Under pressure to prevent a catastrophic breakup of their single currency, euro zone leaders agreed on Friday to let their rescue fund inject aid directly into stricken banks from next year and intervene on bond markets to support troubled member states.
They also pledged to create a single banking supervisor for euro zone banks based around the European Central Bank in a landmark first step towards a European banking union that could help shore up struggling member Spain.
"It is a first step to break the vicious circle between banks and sovereigns," European Council President Herman Van Rompuy told a final news conference after talks which stretched right through the night.
The deal was widely seen as a political victory for embattled Italian Prime Minister Mario Monti and his Spanish counterpart, Mariano Rajoy, over German Chancellor Angela Merkel, who had brushed aside any need for such emergency measures earlier this week.
ECB President Mario Draghi endorsed the "tangible results", which sent the euro nearly 2 percent higher and sharply cut Spanish and Italian bond yields. European shares rose, led by banking stocks buoyed by the prospect of moves to backstop the financial system.
"I am actually quite pleased with the outcome of the European Council. It showed the long-term commitment to the euro by all member states of the euro area," Draghi told reporters.

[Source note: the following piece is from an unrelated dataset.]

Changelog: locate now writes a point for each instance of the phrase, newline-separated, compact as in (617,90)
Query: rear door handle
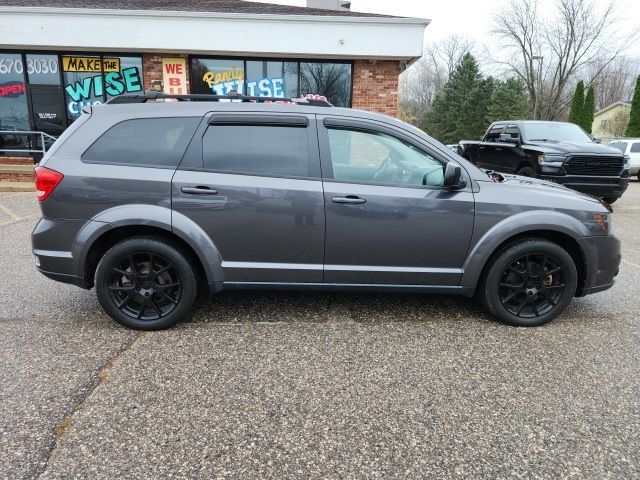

Market participants welcomed the outcome as a substantial step to restore confidence in the 17-nation euro zone, which was saluted by a more durable rally than previous summit outcomes.
"It's inching closer to a banking union, and the closer we get to a banking union would put (the EU) well on the road to a fiscal union," said Art Hogan, managing director of Lazard Capital Markets in New York.
Most economists polled by Reuters expect the ECB to cut borrowing costs at its July 5 meeting, which takes place against a darkening economic backdrop. But internal resistance to the central bank reviving its bond-buying program remains high.
After 14 hours of tense talks that ended at 4:30 a.m. (0230 GMT), the 17 leaders agreed on a series of short-term steps to shore up their monetary union and bring down the borrowing costs of Spain and Italy, seen as too big to bail out.
To that end the euro zone's temporary EFSF and permanent ESM rescue funds will be used "in a flexible and efficient manner in order to stabilize markets" to support countries that comply with EU budget policy recommendations, a joint statement said.
It gave few specifics, but euro zone officials said the funds could buy bonds on both the primary and secondary markets on the basis of a memorandum of understanding signed with the requesting state and up to a funding limit to be agreed.
Both Italy and Spain said they did not intend to call on that mechanism to stabilize markets for now, hoping the Brussels agreement will serve as a sufficient deterrent.
Washington said it was encouraged by the progress but White House press secretary Jay Carney told reporters travelling with President Barack Obama that "a lot of details" still needed to be worked out, and the euro zone was likely to need to take further steps in the future.
The International Monetary Fund said the summit had taken "the right steps toward completing monetary union" while ratings agency Fitch said the deal eased near-term pressure on euro zone sovereign ratings.